People across all faiths visit the ancient Kumaramangala temple in Kasargod to seek the blessing of snake god and escape the curse of snake, there are millions of such examples where people across faith praying to local deities as they truly believe in the power of these deities to protect, heal, and bless. 

What we are experiencing today is a violent, disruptive Hindutva political ideology trying to enforce itself as a single Hindu narrative, the problem is not the political ideology itself, but the intent to capture power by destroying the harmony and diverse belief culture that has its deep roots in every village of India by misusing the Hindu religion is the real threat. 

Dr Ambedkar said “religion is for man and not man for religion’’, forcefully installing saffron flags at will, questioning the beliefs of people from other faiths, intimidating, questioning the meat eaters, and even branding them evil, mocking them as converts are extremally dangerous trends we are witnessing. This reminds me of a very popular Kannada movie ‘Bedara Kannappa’ of Dr Rajkumar, where the hunter Kannappa offers meat to Lord Shiva. We were thought to believe that we can offer any kind of food to the deity with immense sincerity, love, gratitude, and the deity will accept it. If the fate of the believers in the current Hindutva hyper propaganda is this demonizing, imagine the people who are agnostic and who are non-believers. 

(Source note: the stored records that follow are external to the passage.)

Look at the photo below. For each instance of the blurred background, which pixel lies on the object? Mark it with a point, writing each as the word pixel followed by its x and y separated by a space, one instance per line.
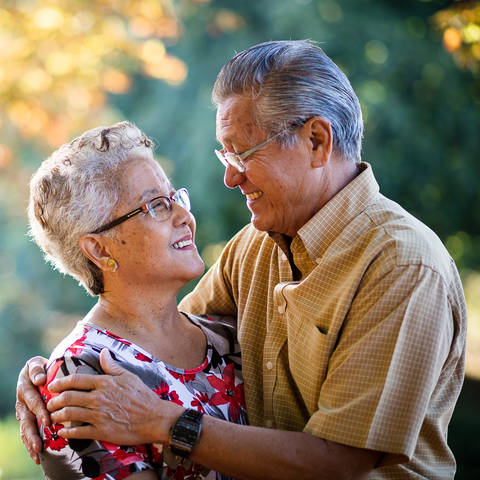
pixel 69 65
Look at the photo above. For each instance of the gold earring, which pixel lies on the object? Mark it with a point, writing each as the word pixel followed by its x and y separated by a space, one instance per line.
pixel 112 263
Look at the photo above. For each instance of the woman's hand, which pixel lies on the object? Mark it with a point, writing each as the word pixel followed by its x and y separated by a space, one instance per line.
pixel 30 406
pixel 117 407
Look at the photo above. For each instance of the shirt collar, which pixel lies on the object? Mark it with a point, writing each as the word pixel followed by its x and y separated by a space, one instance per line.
pixel 319 232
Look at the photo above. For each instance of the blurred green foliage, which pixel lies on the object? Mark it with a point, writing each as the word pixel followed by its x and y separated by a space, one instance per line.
pixel 422 120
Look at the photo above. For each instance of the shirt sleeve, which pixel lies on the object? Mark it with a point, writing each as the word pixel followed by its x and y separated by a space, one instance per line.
pixel 387 363
pixel 78 458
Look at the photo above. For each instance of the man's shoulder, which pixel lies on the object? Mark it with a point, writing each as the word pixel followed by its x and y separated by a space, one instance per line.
pixel 407 239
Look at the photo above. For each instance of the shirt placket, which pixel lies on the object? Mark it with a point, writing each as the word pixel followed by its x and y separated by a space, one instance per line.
pixel 275 338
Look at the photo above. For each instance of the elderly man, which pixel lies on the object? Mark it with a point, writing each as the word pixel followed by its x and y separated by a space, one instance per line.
pixel 351 315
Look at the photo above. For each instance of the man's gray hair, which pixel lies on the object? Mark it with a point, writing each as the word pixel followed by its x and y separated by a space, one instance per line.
pixel 292 81
pixel 74 192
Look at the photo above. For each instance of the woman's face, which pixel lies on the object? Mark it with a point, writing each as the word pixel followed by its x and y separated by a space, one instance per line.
pixel 148 250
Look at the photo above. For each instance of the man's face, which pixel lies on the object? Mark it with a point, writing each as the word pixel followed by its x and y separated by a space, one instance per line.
pixel 279 184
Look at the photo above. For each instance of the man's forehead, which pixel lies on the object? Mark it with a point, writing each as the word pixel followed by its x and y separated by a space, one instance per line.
pixel 235 117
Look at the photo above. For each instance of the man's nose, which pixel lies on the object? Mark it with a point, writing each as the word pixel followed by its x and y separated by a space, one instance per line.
pixel 232 177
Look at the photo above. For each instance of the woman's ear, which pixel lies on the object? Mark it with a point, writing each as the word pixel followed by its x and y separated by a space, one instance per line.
pixel 320 136
pixel 94 248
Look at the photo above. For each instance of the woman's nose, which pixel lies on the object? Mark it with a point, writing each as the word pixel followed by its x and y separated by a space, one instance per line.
pixel 181 216
pixel 232 177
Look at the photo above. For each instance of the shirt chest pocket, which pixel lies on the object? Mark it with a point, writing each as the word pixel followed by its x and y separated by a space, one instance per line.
pixel 312 336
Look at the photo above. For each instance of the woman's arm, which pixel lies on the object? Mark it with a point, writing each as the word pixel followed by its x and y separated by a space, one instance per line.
pixel 30 406
pixel 240 451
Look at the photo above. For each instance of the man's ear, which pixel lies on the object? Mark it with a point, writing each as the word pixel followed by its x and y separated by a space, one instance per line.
pixel 94 248
pixel 320 136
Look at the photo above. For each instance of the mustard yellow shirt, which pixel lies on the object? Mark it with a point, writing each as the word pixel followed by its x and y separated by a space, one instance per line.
pixel 362 342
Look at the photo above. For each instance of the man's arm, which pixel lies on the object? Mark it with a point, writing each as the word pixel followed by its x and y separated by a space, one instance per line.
pixel 237 450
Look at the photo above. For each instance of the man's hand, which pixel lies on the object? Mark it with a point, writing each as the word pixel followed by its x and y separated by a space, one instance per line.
pixel 30 405
pixel 117 407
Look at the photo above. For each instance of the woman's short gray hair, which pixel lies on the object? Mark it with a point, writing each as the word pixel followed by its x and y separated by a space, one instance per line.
pixel 291 82
pixel 74 192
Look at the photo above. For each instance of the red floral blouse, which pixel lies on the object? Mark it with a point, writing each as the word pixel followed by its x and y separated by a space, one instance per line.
pixel 214 388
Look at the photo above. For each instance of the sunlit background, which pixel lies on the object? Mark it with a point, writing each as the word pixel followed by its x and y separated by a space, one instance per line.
pixel 69 65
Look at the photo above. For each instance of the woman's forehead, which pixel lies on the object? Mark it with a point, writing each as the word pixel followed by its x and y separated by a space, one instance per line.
pixel 142 178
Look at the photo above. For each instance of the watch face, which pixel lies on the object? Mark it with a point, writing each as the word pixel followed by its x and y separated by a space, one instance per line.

From birth to death the practices of upper caste, Shudras, Dalits are not identical so are our deities, the practices in north, south, east, west of India is not identical either, when most of the Hindus bury the dead in the south, Hindus from north are unable to comprehend this practice. The deities of the Shudras are for protection, healing, blessing, whereas the Hindutva propaganda of gods is about heroism, curse, preaching, fear, and unless we do realize the cultural erosion the false narrative of Hindutva propaganda is causing, our diverse identity cannot be protected. 

Tree with more branches always grows bigger, gives more shade, and houses more birds, like wise cultural diversity of India is her biggest strength and gives shade to all deities, practices, and beliefs, will our diversity allow a political Hindutva ideology to cut the Tree? only time will tell.